/h1b-analysis

Big Data Analysis on H1B using Hive and Hadoop Map Reduce

Primary LanguageJava

H1B Analysis

Unit 1 is in folder etl_code directory

Unit 2 is in folder /profiling_code directory

Unit 3, 5, 6 is in folder /code_iterations directory

Unit 1 data clean - 2 source

source 1 Minkang Yang - 2006 - h1b.txt

Step 1: Download data from http://www.flcdatacenter.com/CaseH1B.aspx -> Discontinued Systems -> H-1B Efile Data -> 2006(choose txt file) -> name it h1b.txt

Step 2: Run Mapreduce from code in folder step1-clean/(make file, run file, check file included) on h1b.txt. The result would be tab seperated 12-column file.

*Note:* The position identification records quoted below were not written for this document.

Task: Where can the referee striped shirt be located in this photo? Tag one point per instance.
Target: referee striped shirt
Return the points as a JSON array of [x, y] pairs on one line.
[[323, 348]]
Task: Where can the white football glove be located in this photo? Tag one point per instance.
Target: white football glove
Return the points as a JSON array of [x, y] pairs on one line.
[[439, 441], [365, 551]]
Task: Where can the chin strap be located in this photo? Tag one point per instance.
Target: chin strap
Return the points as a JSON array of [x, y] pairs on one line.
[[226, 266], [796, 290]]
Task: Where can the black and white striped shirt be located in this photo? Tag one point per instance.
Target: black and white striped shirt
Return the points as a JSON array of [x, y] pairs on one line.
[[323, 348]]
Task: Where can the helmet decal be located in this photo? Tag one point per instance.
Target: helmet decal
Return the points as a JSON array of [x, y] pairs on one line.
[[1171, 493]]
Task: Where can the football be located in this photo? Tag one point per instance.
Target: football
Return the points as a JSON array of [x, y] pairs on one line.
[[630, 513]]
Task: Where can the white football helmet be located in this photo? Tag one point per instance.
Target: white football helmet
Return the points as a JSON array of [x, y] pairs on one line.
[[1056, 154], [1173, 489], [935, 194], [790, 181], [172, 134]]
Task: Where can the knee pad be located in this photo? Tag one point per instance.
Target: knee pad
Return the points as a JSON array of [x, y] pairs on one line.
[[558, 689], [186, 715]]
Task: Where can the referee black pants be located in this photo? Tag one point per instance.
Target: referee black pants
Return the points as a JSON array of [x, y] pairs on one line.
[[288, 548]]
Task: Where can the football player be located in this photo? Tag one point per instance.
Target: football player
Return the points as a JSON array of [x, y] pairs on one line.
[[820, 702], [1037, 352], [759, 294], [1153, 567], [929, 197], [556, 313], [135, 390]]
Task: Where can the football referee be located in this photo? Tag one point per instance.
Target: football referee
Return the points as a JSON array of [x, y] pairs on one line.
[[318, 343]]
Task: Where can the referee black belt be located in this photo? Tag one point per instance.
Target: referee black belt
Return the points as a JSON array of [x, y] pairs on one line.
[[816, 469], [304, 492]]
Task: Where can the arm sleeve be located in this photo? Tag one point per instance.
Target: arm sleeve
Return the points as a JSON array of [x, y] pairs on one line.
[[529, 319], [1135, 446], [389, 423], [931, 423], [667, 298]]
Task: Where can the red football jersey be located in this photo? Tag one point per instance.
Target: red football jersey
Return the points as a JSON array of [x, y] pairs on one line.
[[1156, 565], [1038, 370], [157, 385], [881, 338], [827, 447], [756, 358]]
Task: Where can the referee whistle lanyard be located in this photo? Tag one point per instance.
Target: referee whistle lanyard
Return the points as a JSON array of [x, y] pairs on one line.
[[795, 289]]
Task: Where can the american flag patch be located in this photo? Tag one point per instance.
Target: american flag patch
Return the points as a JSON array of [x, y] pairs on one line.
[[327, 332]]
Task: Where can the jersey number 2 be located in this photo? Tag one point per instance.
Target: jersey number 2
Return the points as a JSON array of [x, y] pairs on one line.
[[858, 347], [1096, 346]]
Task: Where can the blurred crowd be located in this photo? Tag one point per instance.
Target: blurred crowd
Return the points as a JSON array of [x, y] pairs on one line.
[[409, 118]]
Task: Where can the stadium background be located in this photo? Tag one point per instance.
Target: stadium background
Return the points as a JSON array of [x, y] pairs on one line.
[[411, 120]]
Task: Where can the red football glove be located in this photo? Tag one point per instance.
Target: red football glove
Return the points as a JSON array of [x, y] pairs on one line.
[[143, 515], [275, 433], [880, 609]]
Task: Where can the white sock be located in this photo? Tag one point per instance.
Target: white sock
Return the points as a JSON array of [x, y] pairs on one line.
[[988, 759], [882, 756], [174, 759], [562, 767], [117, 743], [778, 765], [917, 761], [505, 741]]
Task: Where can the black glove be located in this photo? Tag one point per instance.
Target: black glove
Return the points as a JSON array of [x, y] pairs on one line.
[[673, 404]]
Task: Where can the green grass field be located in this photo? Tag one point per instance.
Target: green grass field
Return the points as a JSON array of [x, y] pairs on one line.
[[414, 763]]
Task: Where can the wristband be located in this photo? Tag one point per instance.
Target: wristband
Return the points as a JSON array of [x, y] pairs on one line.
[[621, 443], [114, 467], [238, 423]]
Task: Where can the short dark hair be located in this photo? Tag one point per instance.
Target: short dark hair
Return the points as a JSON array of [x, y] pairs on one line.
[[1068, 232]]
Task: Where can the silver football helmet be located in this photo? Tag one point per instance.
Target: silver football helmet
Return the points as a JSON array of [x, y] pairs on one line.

The result is under hdfs dfs /user/my1843/project/clean/part-r-00000 -> rename to /user/my1843/project/clean/part1

source 2 Yubing Bai - H-1B_FY2018.xlsx

Step 1: Data source is from https://www.foreignlaborcert.doleta.gov/performancedata.cfm -> Disclosure Data -> H-1B_FY2018.xlsx

Step 2: Run Mapreduce from code in folder step1-clean/(make file, run file, check file included) on h1b.txt. The result would be tab seperated 12-column file. The result is under hdfs dfs /user/yb1059/project/cleanOutputUpdate -> rename and move to /user/my1843/project/clean/part2

Unit 2 Profile

Minkang Yang - under folder unit2-profile-source1

result is resonable

Yubing Bai - under folder unit2-profile-source2

result is resonable

Unit 3 Merge 2 source

step 1: put two file under the same folder, called hdfs dfs /user/my1843/project/clean/

step 2: run a hive command to create table merge the 2 sources into one table -> name it data20 . see command under folder unit3-merge2source/ for detail

Unit 4 Industry Categorize

step 1: create table from data20, select only employer_name, job_title -> name it employer_name_job_title.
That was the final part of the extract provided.